Parents’ lawsuit claims daughter’s school gave her bully its ‘citizenship award’

The parents of one Georgia girl are suing her former school after they say previous efforts to bring attention to a serious issue fell on deaf ears.

Sandra Karampelas spoke to Scope News about the bullying she said her daughter, Sophia, endured at the hands of a peer who was then chosen to receive the school’s “citizenship award” despite multiple previous complaints.

“In spring 2017, while she was a sixth grader at Annunciation Day School in Atlanta, Georgia, Sophia was a victim of targeted and persistent bullying by another class mate that continued up until her last day at ADS,” Karampales said. “During that time, we pleaded with ADS teachers and administration to address the issue.”

Sophia was bullied in several ways, her mother said, including verbally, physically and through the “particularly damaging” method of social isolation and exclusion.

After “several months” of appeals, she said her daughter’s tormentor was placed on “a behavior contract” as part of an investigation into the reports.

She said she was then disturbed to learn that the school rewarded the “offending student with the citizenship award a few weeks later.”

The family has since pulled Sophia out of the school and the rising eighth grader is reportedly thriving in the new environment. But her parents are still locked in an effort to hold her previous school accountable for the distressing situation.

Karampales said she wants “assurance from ADS that they will make the personnel and policy changes necessary to ensure that no other ADS student suffers the same way that Sophia did.”

Instead, she said administrators have continually denied any wrongdoing and defended those involved in apparent violation of the school’s founding mission.

“As a ministry of Annunciation Greek Orthodox Cathedral of Atlanta, Annunciation Day School claims to provide ‘a loving Christian environment’ for the students,” she said. “The school and Cathedral have the moral obligation to provide a safe and nurturing environment free from bulling and its associated dangers, including suicide.”

Karampales said it has been “painful” for to witness a troubling new side of a school — and church — she once “considered to hold the moral compass” for their family.

She described leaders as “blind” to the fact that “the teachers and administrators involved in this case failed at protecting our daughter Sophia and at teaching the offending student the difference between right and wrong by not implementing the behavioral contract and later giving her the citizenship award.”

According to Karampales, a school source told her that the girl was chosen to receive the award because they “had to give it to someone.”

She said she never intended to involve the court in this complaint, citing “the absurdity of this case and the emotional toll it has taken” on Sophia for the series of events.

The lawsuit, she said, can now serve as “a teachable moment” for her children “to stand up to bullying and to turn a negative into a positive.”

With the case currently active in the Superior Court of DeKalb County, Karampales said she is looking ahead at the positive impact she hopes this ordeal will ultimately have on her family and the community.

“It has been therapeutic for Sophia to be able to share her story, to be heard and to feel that the parties responsible are being held accountable,” she said. “The transition to St. Martin Episcopal School in Brookhaven has been a wonderful and healing experience for Sophia.
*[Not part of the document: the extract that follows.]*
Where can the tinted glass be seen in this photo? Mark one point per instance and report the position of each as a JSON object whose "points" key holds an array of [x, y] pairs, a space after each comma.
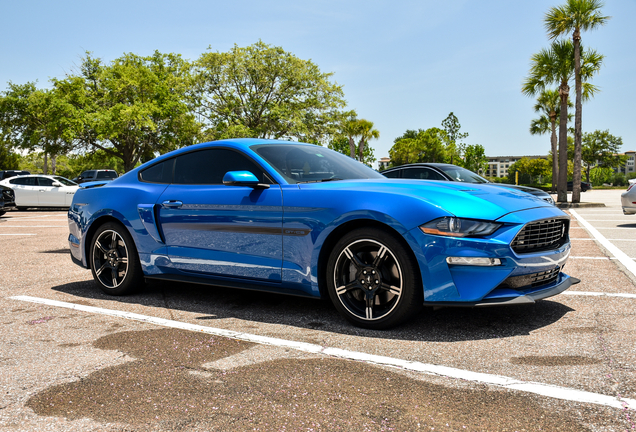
{"points": [[462, 174], [64, 181], [392, 174], [299, 163], [159, 173], [106, 174], [26, 181], [209, 166], [422, 174]]}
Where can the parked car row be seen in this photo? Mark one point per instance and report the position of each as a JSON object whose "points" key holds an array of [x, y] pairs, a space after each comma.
{"points": [[7, 199], [22, 190], [41, 190], [449, 172]]}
We want her to grow up to be a confident woman who can stand up for herself and who speaks up when there is injustice.”

She hopes the school and others like it take this experience seriously.

“Most importantly, we hope ADS and any other educators reading this article recognize the important obligation they have in preventing and correcting bullying behavior in schools,” Karampales said.
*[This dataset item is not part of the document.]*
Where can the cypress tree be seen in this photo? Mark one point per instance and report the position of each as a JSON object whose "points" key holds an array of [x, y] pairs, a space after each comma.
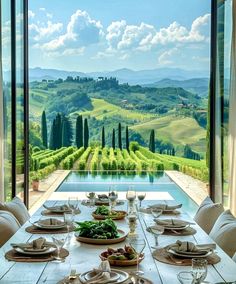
{"points": [[152, 141], [86, 133], [67, 133], [79, 136], [127, 138], [44, 131], [119, 137], [52, 145], [103, 137], [58, 131], [113, 141]]}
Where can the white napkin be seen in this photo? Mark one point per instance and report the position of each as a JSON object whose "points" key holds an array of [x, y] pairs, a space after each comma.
{"points": [[103, 274], [37, 244], [173, 223]]}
She also hopes this experience will lead to more parental empowerment, which she said was woefully lacking in her daughter’s case.

“Other than legal action, there is no other recourse for parents,” she said. “There needs to be a way for parents to report malfeasance by private schools that doesn’t involve costly and time-consuming legal action, as that discourages parents to speak up and motivates them to simply walk away quietly from a non-performing school.”

As 11 Alive reported, the breach of contract suit seeks damages including tuition costs and thousands of dollars in legal expenses.

Scope News contacted a school spokesperson who cited legal counsel’s advice not to comment on the unresolved case.